Was ist drin in der Milch?

Milch: mit fast allen notwendigen Nährstoffen versorgt
Milch: mit fast allen notwendigen Nährstoffen versorgt

Das Naturprodukt Milch ist die erste Nahrung im Leben eines jeden Menschen und aller Säugetiere. Deshalb enthält sie fast alle notwendigen Nährstoffe, zum Beispiel wertvolles Eiweiß und wichtige Vitalstoffe, wie Kalzium, Magnesium, Vitamin A und die B-Vitamine.

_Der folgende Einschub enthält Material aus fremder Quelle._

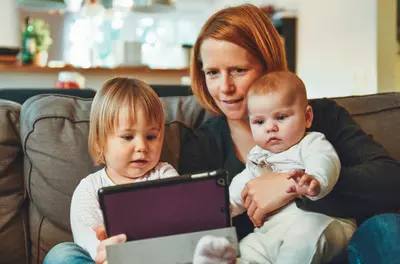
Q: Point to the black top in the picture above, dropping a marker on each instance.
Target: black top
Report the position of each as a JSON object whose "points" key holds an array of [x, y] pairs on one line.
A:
{"points": [[369, 179]]}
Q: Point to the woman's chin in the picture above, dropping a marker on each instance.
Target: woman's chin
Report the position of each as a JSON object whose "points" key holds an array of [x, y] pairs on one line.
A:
{"points": [[236, 115]]}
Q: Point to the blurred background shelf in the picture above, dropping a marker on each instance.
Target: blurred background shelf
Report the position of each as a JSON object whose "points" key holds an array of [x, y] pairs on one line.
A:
{"points": [[117, 70]]}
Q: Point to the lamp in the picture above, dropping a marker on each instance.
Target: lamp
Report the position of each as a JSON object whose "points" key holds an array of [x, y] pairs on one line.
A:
{"points": [[41, 4]]}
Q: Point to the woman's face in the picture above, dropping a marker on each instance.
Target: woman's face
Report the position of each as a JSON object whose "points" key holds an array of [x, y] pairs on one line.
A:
{"points": [[229, 71]]}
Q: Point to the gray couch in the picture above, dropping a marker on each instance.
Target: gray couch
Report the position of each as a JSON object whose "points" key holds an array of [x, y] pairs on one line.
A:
{"points": [[43, 156]]}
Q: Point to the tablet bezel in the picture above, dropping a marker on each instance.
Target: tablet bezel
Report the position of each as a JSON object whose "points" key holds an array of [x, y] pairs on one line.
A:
{"points": [[220, 177]]}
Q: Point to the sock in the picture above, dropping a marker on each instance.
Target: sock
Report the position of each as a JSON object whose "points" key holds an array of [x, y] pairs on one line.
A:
{"points": [[214, 250]]}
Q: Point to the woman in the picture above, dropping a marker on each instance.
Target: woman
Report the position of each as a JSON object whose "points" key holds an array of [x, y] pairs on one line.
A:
{"points": [[235, 47]]}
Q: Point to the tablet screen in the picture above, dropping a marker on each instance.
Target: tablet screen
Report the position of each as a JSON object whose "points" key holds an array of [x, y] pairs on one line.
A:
{"points": [[166, 207]]}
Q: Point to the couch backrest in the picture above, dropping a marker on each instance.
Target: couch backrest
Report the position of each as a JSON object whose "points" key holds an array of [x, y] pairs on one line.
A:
{"points": [[13, 221], [379, 116]]}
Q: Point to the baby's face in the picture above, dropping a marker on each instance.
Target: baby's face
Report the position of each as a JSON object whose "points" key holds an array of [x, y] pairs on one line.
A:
{"points": [[277, 125], [133, 149]]}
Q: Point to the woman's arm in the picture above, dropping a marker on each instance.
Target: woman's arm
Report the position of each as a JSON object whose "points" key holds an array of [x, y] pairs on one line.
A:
{"points": [[369, 180]]}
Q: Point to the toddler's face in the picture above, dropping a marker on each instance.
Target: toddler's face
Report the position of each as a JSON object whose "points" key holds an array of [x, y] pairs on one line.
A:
{"points": [[134, 149], [276, 125]]}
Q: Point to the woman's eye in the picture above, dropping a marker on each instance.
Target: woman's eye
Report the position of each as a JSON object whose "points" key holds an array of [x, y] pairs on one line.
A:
{"points": [[280, 117], [151, 137], [127, 138], [211, 73], [239, 70]]}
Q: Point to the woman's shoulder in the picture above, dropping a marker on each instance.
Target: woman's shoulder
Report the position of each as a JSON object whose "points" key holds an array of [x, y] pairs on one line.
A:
{"points": [[215, 125]]}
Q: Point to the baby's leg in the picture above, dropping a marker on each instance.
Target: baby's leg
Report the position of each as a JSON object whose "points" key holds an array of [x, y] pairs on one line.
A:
{"points": [[214, 250], [314, 238]]}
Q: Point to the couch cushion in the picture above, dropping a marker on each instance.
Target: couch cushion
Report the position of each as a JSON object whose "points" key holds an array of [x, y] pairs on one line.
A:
{"points": [[379, 116], [13, 241], [54, 134]]}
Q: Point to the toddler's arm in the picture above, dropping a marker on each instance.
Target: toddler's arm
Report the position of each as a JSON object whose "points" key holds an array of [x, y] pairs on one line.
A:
{"points": [[85, 215]]}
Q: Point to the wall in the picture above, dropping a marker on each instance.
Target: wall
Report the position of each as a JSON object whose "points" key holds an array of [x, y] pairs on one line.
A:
{"points": [[347, 47], [9, 19]]}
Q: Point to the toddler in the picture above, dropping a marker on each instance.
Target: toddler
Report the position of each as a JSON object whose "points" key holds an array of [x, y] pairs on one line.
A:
{"points": [[126, 135]]}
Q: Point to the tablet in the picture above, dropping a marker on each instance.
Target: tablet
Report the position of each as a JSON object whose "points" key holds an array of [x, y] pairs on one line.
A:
{"points": [[177, 205]]}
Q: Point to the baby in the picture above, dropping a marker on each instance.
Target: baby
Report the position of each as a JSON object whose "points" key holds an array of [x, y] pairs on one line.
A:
{"points": [[279, 115], [126, 135]]}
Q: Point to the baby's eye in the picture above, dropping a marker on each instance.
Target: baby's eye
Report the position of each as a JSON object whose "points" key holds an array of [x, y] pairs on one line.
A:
{"points": [[280, 117], [258, 122], [151, 137], [127, 138]]}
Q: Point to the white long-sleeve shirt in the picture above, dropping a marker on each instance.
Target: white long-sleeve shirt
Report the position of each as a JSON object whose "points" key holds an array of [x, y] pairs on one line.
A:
{"points": [[85, 207], [313, 153]]}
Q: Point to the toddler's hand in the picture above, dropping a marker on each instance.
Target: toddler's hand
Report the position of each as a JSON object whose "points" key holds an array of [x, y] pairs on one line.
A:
{"points": [[101, 256], [304, 185]]}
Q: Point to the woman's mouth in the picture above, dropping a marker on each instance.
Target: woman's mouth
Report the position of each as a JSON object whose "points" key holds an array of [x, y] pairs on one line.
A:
{"points": [[140, 162], [229, 102]]}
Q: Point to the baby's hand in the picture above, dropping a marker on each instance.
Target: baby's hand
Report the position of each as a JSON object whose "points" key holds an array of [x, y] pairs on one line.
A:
{"points": [[304, 185]]}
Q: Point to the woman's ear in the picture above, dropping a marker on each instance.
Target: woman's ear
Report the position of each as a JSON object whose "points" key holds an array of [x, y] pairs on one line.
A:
{"points": [[309, 116]]}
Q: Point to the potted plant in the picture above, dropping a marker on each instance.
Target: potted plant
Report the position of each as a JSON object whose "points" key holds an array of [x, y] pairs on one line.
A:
{"points": [[41, 31]]}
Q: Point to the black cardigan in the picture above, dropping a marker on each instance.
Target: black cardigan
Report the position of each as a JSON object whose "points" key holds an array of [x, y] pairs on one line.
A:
{"points": [[369, 180]]}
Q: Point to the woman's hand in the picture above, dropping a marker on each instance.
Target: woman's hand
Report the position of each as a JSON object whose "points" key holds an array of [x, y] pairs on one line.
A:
{"points": [[101, 256], [267, 193], [305, 185]]}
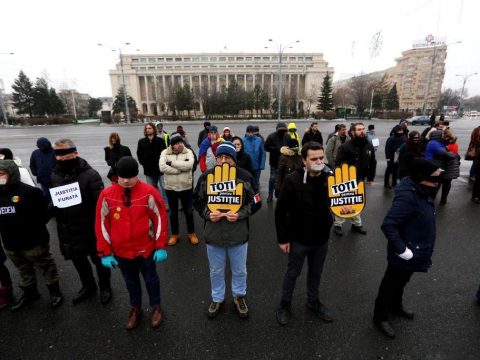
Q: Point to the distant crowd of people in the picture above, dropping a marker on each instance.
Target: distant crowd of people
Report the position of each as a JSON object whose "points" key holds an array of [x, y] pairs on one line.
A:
{"points": [[125, 225]]}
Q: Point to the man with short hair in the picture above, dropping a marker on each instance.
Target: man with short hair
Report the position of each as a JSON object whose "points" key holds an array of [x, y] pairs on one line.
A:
{"points": [[253, 146], [24, 234], [226, 234], [204, 133], [149, 149], [131, 228], [357, 152], [176, 162], [76, 223], [313, 134], [275, 141], [303, 221], [334, 143], [162, 134]]}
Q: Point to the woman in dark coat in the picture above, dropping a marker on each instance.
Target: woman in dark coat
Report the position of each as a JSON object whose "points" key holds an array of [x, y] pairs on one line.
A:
{"points": [[409, 227], [114, 152], [243, 159]]}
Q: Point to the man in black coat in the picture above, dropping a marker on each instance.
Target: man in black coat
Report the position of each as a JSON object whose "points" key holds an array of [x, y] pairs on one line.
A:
{"points": [[148, 153], [303, 221], [23, 230], [273, 144], [313, 134], [409, 227], [76, 222], [361, 154]]}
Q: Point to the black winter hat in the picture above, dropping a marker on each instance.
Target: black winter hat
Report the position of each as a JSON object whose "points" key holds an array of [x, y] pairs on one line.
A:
{"points": [[127, 167]]}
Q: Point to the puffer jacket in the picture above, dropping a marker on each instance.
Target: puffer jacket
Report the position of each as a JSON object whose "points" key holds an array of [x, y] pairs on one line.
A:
{"points": [[253, 146], [23, 213], [130, 231], [410, 222], [224, 233], [42, 161], [76, 224], [288, 163], [178, 175]]}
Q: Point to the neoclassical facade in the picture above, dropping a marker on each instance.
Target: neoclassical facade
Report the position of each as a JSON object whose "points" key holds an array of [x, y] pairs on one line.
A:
{"points": [[150, 79]]}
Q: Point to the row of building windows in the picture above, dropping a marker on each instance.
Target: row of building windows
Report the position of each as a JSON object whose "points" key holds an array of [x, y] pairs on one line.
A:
{"points": [[221, 58], [178, 67]]}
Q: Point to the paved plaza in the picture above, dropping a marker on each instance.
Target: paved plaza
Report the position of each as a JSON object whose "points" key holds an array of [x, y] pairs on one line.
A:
{"points": [[446, 326]]}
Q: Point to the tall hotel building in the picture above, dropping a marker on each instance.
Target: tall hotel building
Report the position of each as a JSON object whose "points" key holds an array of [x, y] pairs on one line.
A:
{"points": [[150, 79]]}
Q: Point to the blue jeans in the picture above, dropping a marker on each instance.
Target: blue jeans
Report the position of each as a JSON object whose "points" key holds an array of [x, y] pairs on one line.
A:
{"points": [[185, 198], [131, 269], [159, 183], [271, 180], [217, 257]]}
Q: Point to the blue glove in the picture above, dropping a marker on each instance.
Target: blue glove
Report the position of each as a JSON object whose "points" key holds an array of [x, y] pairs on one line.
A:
{"points": [[160, 255], [109, 261]]}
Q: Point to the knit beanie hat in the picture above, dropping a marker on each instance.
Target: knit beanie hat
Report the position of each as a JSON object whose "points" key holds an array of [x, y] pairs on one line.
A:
{"points": [[227, 148], [127, 167], [175, 138]]}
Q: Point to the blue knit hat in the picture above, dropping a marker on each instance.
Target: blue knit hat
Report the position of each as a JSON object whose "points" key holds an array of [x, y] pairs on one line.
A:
{"points": [[227, 148]]}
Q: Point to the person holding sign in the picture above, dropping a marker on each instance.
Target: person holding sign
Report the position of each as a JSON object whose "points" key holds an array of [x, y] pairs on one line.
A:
{"points": [[303, 221], [409, 227], [225, 197], [132, 230], [360, 153], [23, 230], [75, 190]]}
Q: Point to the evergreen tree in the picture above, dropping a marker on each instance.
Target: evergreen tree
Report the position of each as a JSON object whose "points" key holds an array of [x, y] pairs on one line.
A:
{"points": [[325, 101], [392, 102], [41, 98], [94, 105], [22, 94], [119, 103], [57, 106]]}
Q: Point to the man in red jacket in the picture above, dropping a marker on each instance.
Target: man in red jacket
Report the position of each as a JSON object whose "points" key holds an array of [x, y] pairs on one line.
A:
{"points": [[132, 230]]}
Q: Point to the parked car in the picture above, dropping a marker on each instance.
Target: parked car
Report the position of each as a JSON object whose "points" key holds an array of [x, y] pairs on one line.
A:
{"points": [[419, 120]]}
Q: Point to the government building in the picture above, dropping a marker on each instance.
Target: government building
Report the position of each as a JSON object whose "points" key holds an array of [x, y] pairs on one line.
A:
{"points": [[151, 79]]}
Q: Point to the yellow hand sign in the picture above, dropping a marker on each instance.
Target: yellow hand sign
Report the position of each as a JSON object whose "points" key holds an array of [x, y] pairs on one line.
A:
{"points": [[224, 192], [346, 195]]}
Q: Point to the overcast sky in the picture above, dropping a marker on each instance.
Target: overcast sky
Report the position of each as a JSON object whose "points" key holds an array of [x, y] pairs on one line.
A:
{"points": [[58, 39]]}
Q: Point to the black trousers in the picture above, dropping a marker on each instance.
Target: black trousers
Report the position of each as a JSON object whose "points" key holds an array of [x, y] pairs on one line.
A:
{"points": [[392, 169], [390, 293], [316, 258], [84, 269]]}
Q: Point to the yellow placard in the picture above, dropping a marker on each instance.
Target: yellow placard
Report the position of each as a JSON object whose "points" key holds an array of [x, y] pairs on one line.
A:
{"points": [[346, 195], [224, 192]]}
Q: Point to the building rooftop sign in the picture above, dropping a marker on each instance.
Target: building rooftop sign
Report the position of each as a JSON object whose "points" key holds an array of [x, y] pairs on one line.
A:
{"points": [[429, 41]]}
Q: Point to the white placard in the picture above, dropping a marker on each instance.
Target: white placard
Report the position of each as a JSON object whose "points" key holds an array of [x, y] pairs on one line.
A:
{"points": [[66, 195]]}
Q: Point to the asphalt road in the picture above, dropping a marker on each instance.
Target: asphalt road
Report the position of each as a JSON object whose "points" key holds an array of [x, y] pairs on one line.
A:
{"points": [[447, 323]]}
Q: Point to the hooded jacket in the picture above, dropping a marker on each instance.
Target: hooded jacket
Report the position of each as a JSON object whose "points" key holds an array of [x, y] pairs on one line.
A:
{"points": [[253, 146], [23, 212], [410, 222], [274, 143], [132, 231], [178, 175], [288, 163], [76, 224], [302, 213], [42, 161]]}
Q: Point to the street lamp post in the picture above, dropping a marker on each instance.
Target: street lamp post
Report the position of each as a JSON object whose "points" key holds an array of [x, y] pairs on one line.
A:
{"points": [[2, 101], [465, 79], [127, 111], [425, 98], [281, 50]]}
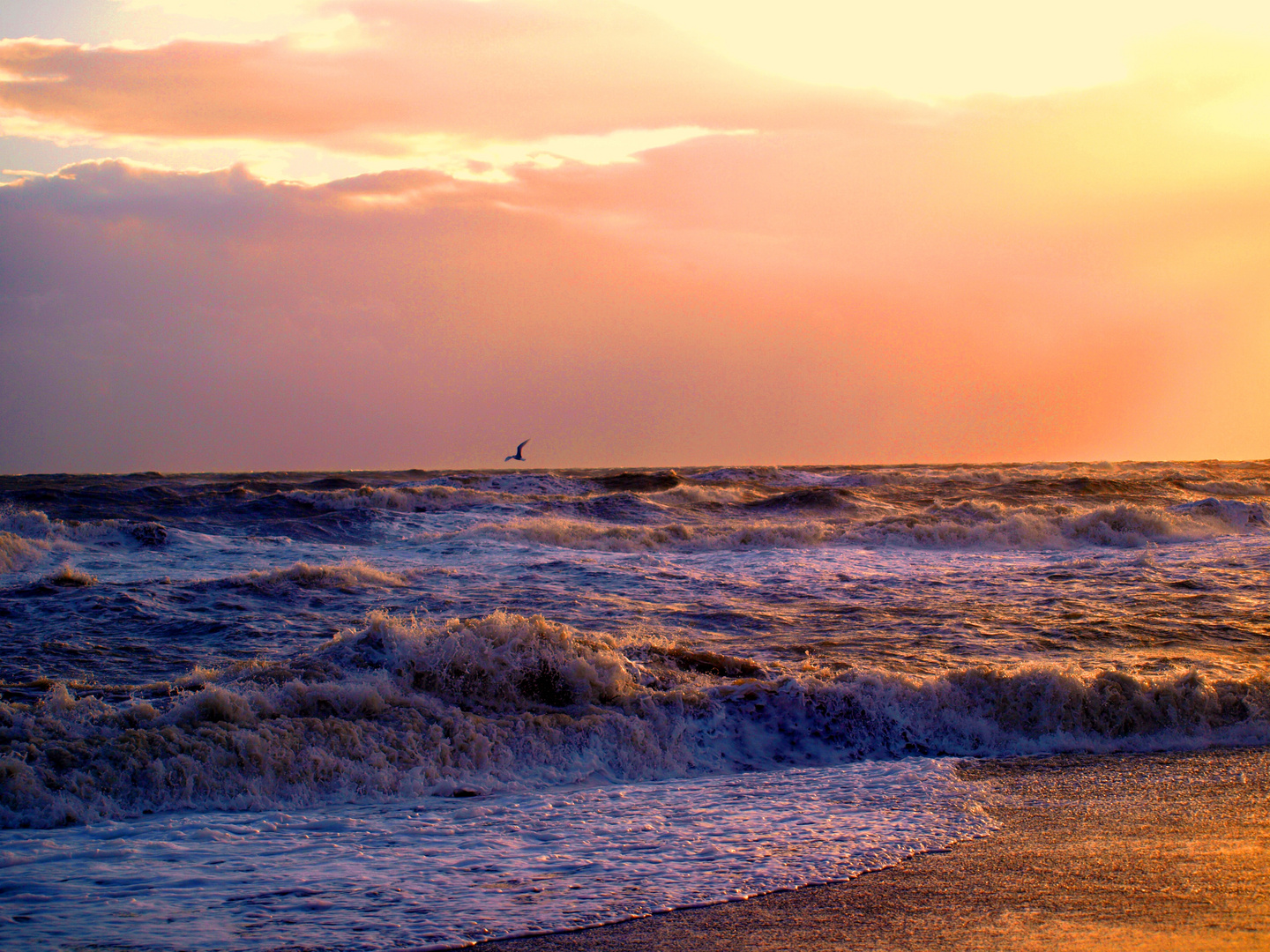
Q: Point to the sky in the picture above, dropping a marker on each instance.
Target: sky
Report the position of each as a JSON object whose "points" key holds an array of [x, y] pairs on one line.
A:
{"points": [[389, 234]]}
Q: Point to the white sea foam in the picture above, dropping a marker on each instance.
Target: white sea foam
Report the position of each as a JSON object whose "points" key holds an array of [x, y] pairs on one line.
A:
{"points": [[444, 873], [406, 707]]}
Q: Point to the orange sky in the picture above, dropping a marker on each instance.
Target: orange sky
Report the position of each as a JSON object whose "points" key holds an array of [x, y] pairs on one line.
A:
{"points": [[410, 233]]}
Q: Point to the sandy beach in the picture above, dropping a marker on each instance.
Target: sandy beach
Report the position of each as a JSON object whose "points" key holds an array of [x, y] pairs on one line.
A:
{"points": [[1131, 852]]}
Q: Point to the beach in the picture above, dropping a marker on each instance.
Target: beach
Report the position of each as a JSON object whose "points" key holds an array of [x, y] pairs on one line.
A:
{"points": [[1132, 852], [371, 711]]}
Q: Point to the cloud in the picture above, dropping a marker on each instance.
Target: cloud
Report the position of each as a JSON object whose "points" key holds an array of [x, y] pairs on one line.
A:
{"points": [[1065, 277], [504, 70], [652, 312]]}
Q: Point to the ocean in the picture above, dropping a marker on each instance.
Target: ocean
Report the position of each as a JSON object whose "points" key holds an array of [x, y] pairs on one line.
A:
{"points": [[421, 710]]}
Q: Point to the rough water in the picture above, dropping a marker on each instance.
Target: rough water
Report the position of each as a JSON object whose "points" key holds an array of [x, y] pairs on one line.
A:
{"points": [[372, 710]]}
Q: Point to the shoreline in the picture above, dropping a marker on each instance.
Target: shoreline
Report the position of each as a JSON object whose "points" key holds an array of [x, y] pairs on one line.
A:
{"points": [[1095, 851]]}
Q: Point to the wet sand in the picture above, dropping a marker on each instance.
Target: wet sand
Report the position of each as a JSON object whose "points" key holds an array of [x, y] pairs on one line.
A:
{"points": [[1117, 852]]}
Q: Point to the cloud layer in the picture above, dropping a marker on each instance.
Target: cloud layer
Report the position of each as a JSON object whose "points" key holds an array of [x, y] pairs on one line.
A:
{"points": [[855, 279], [503, 70]]}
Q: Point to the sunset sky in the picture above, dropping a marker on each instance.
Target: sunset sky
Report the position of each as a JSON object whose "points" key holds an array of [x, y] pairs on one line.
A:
{"points": [[292, 234]]}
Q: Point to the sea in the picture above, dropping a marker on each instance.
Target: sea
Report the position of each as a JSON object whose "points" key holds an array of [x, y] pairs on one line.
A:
{"points": [[422, 710]]}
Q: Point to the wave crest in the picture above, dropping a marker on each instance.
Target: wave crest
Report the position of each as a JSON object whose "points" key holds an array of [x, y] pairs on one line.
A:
{"points": [[404, 707]]}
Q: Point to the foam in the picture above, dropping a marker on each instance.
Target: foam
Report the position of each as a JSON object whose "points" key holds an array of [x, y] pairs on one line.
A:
{"points": [[444, 874], [349, 576], [18, 553], [967, 524], [70, 576], [400, 499], [407, 707]]}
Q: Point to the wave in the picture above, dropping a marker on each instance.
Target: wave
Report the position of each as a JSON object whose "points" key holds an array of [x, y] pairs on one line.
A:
{"points": [[406, 707], [71, 577], [400, 499], [348, 576], [967, 524], [576, 533], [18, 553], [64, 534]]}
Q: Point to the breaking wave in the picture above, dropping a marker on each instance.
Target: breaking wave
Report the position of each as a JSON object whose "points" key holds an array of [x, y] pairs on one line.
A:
{"points": [[401, 499], [18, 553], [406, 707], [968, 524], [351, 576]]}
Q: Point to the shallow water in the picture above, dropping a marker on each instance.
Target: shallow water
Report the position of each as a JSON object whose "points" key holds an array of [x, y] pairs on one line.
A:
{"points": [[357, 648]]}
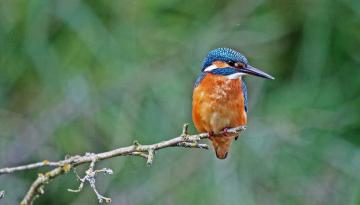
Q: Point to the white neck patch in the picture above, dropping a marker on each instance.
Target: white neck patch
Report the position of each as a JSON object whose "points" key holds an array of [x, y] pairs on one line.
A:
{"points": [[235, 76], [210, 68]]}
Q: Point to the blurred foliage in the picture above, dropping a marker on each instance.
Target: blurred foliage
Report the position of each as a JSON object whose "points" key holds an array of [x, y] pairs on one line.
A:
{"points": [[78, 76]]}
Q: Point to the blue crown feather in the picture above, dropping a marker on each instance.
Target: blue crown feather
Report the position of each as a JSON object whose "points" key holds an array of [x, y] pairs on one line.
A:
{"points": [[225, 55]]}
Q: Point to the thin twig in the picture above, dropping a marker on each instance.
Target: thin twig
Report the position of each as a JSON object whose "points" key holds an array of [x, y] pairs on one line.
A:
{"points": [[146, 151]]}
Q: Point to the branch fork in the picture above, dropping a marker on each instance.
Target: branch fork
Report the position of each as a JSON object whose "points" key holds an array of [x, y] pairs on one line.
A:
{"points": [[70, 162]]}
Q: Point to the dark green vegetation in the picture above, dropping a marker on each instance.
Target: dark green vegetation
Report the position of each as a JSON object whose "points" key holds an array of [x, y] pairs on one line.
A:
{"points": [[78, 76]]}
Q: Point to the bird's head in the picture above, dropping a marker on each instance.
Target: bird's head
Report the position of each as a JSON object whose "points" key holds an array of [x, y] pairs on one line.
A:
{"points": [[230, 63]]}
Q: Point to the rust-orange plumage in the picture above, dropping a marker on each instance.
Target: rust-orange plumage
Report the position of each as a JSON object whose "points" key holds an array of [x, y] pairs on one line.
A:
{"points": [[220, 96]]}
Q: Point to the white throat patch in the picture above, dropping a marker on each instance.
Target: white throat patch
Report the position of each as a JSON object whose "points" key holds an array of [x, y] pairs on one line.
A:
{"points": [[235, 76], [210, 68]]}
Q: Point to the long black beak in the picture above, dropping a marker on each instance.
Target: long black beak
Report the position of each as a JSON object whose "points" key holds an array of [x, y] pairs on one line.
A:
{"points": [[254, 71]]}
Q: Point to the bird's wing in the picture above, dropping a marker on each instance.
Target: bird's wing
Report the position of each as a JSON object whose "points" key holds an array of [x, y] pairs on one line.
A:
{"points": [[199, 79], [244, 89]]}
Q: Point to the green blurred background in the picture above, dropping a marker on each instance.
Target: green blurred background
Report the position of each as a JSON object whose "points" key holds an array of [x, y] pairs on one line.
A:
{"points": [[79, 76]]}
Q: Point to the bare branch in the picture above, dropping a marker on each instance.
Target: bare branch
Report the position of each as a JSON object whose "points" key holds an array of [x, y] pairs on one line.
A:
{"points": [[145, 151]]}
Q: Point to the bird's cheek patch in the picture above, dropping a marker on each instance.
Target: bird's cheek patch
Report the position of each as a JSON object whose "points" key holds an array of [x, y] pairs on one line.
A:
{"points": [[220, 64]]}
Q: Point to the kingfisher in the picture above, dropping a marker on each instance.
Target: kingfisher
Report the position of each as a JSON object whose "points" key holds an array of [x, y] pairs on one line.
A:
{"points": [[220, 99]]}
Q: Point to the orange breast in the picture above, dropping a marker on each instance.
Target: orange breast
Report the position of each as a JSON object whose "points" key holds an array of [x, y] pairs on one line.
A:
{"points": [[218, 103]]}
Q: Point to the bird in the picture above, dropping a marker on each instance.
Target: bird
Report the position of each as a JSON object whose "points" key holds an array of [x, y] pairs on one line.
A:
{"points": [[219, 99]]}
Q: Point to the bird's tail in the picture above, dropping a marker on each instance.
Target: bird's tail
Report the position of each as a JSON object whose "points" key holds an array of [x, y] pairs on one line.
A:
{"points": [[222, 144]]}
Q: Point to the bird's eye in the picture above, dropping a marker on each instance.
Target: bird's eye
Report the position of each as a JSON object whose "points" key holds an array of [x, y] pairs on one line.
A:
{"points": [[231, 63], [236, 64]]}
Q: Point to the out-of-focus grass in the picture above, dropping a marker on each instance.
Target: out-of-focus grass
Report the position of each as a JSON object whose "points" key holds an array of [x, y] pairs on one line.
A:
{"points": [[82, 76]]}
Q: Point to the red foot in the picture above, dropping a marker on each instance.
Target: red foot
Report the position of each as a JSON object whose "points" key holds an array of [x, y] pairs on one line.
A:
{"points": [[225, 129]]}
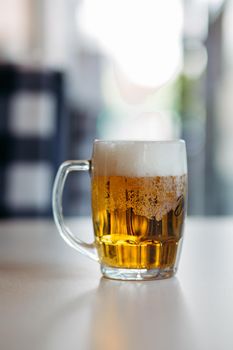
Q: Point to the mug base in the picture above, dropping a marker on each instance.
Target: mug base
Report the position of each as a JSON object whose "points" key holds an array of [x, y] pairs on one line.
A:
{"points": [[137, 274]]}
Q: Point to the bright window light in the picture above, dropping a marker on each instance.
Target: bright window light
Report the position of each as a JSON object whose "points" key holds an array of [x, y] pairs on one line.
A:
{"points": [[144, 38]]}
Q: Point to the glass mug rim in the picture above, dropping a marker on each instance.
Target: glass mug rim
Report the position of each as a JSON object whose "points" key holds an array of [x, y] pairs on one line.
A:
{"points": [[175, 216], [175, 141]]}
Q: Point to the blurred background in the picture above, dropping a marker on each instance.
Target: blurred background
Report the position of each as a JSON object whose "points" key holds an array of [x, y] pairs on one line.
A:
{"points": [[75, 70]]}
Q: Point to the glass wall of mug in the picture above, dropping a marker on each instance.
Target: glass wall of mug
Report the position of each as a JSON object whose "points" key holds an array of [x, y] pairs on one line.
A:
{"points": [[139, 191]]}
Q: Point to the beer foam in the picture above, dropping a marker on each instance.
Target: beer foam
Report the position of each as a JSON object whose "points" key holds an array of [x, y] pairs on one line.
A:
{"points": [[139, 158]]}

Auch wenn Milch zum größten Teil aus Wasserbesteht, gilt sie nicht als Getränk, sondern als Nahrungsmittel, weil sie so eine hohe Nährstoffdichte hat.
1 Glas Vollmilch (200 g) liefert im Durchschnitt 130 kcal / 544 kJ, 7 g Eiweiß, 7 g Fett und 9 g Kohlenhydrate.

Die Bestandteile der Milch

Eiweiß


Das hochwertige Milcheiweiß besteht zum größten Teil aus Caseinen und Molkenproteinen. Dieses tierische Eiweiß der Milch kann der Körper sehr gut verwerten und zur Steuerung unterschiedlichster Funktionen nutzen, wie zum Beispiel ....

Kohlenhydrate


Als Energielieferant ist Milch sehr gut geeignet, da der enthaltende Milchzucker (Laktose) dem Körper schnell zur Verfügung steht (100 ml Vollmilch enthalten circa 4,8 g).

Viele Menschen verlieren mit den Jahren die Fähigkeit, den Zweifachzucker Laktose in seine Bestandteile zu spalten, was zu einer Laktoseintoleranz führen kann.

Fett


Als Geschmacks- und Vitaminträger spielt das Milchfett eine entscheidende Rolle. Die fettlöslichen Vitamine A, D, E und K befinden sich nur im Fettteil der Milch. Deshalb gilt: Je höher Fettgehalt desto höher der Anteil dieser Vitamine.

Das Milchfett ist für den Körper leicht verdaulich, da es hauptsächlich kurz- und mittelkettige Fettsäuren enthält. Wie das Milchfett genau zusammengesetzt ist, hängt davon ab, was die Kühe zu fressen bekommen: Stehen sie im Sommer auf der Weide, so enthält ihre Milch vermehrt die lebenswichtigen ungesättigte Fettsäuren.

Kalzium


Milch ist der beste Lieferant für Kalzium, das der Körper für den Aufbau und die Stabilität von Knochen und Zähnen braucht. Allein durch die Aufnahme von Milchprodukten werden circa 40 % des täglichen Kalziumbedarfs gedeckt.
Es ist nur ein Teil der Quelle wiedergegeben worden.